🤖 AI Summary
To address the weak generalization of in-context learning (ICL) in low-resource biomedical settings, this paper proposes a multi-strategy collaborative example retrieval framework. Our method introduces a novel prompt construction mechanism that jointly integrates four retrieval modes—random sampling, semantic similarity, diversity, and class representativeness—and synergistically combines three specialized retrievers: Contriever, MedCPT, and BGE-Large.
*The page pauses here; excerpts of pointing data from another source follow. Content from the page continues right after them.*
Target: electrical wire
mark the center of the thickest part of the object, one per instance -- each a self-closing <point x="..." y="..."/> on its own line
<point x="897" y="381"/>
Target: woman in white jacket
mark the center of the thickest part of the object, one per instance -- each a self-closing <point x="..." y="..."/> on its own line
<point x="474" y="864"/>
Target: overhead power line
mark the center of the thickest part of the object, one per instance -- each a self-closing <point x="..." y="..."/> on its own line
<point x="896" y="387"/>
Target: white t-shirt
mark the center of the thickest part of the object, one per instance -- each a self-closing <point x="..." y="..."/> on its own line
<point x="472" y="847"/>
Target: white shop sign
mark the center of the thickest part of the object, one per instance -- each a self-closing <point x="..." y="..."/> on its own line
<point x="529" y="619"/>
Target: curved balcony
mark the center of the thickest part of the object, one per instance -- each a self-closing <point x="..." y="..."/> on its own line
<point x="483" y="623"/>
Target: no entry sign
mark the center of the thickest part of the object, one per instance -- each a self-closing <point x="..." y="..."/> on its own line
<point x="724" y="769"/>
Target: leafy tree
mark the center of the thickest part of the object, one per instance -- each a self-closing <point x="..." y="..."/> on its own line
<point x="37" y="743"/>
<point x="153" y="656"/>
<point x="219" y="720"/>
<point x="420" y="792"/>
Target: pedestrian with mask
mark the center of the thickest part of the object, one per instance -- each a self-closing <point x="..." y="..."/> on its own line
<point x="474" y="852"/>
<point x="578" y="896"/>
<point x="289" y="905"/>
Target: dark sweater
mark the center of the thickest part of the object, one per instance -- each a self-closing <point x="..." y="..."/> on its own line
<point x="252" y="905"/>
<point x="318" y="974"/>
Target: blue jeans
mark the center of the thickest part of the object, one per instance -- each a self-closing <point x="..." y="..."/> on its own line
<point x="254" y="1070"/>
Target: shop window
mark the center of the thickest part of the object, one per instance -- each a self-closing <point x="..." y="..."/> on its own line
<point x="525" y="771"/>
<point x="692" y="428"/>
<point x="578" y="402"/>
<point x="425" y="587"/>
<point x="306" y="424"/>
We conduct end-to-end RAG optimization on named entity recognition (NER), relation extraction (RE), and text classification (TC) tasks using Llama2-7B and Llama3-8B. Experimental results demonstrate substantial ICL performance gains: DDI relation extraction achieves an F1 score of 0.9669, outperforming the baseline by 26.4%. This work provides the first systematic empirical validation of multi-mode retrieval’s benefits for biomedical ICL, revealing task-specific adaptation patterns; notably, Llama3 significantly surpasses Llama2 on NER.
📝 Abstract
Objective: To optimize in-context learning in biomedical natural language processing by improving example selection. Methods: We introduce a novel multi-mode retrieval-augmented generation (MMRAG) framework, which integrates four retrieval strategies: (1) Random Mode, selecting examples arbitrarily; (2) Top Mode, retrieving the most relevant examples based on similarity; (3) Diversity Mode, ensuring variation in selected examples; and (4) Class Mode, selecting category-representative examples. This study evaluates MMRAG on three core biomedical NLP tasks: Named Entity Recognition (NER), Relation Extraction (RE), and Text Classification (TC). The datasets used include BC2GM for gene and protein mention recognition (NER), DDI for drug-drug interaction extraction (RE), GIT for general biomedical information extraction (RE), and HealthAdvice for health-related text classification (TC). The framework is tested with two large language models (Llama2-7B, Llama3-8B) and three retrievers (Contriever, MedCPT, BGE-Large) to assess performance across different retrieval strategies. Results: The results from the Random mode indicate that providing more examples in the prompt improves the model's generation performance. Meanwhile, Top mode and Diversity mode significantly outperform Random mode on the RE (DDI) task, achieving an F1 score of 0.9669, a 26.4% improvement. Among the three retrievers tested, Contriever outperformed the other two in a greater number of experiments. Additionally, Llama 2 and Llama 3 demonstrated varying capabilities across different tasks, with Llama 3 showing a clear advantage in handling NER tasks. Conclusion: MMRAG effectively enhances biomedical in-context learning by refining example selection, mitigating data scarcity issues, and demonstrating superior adaptability for NLP-driven healthcare applications.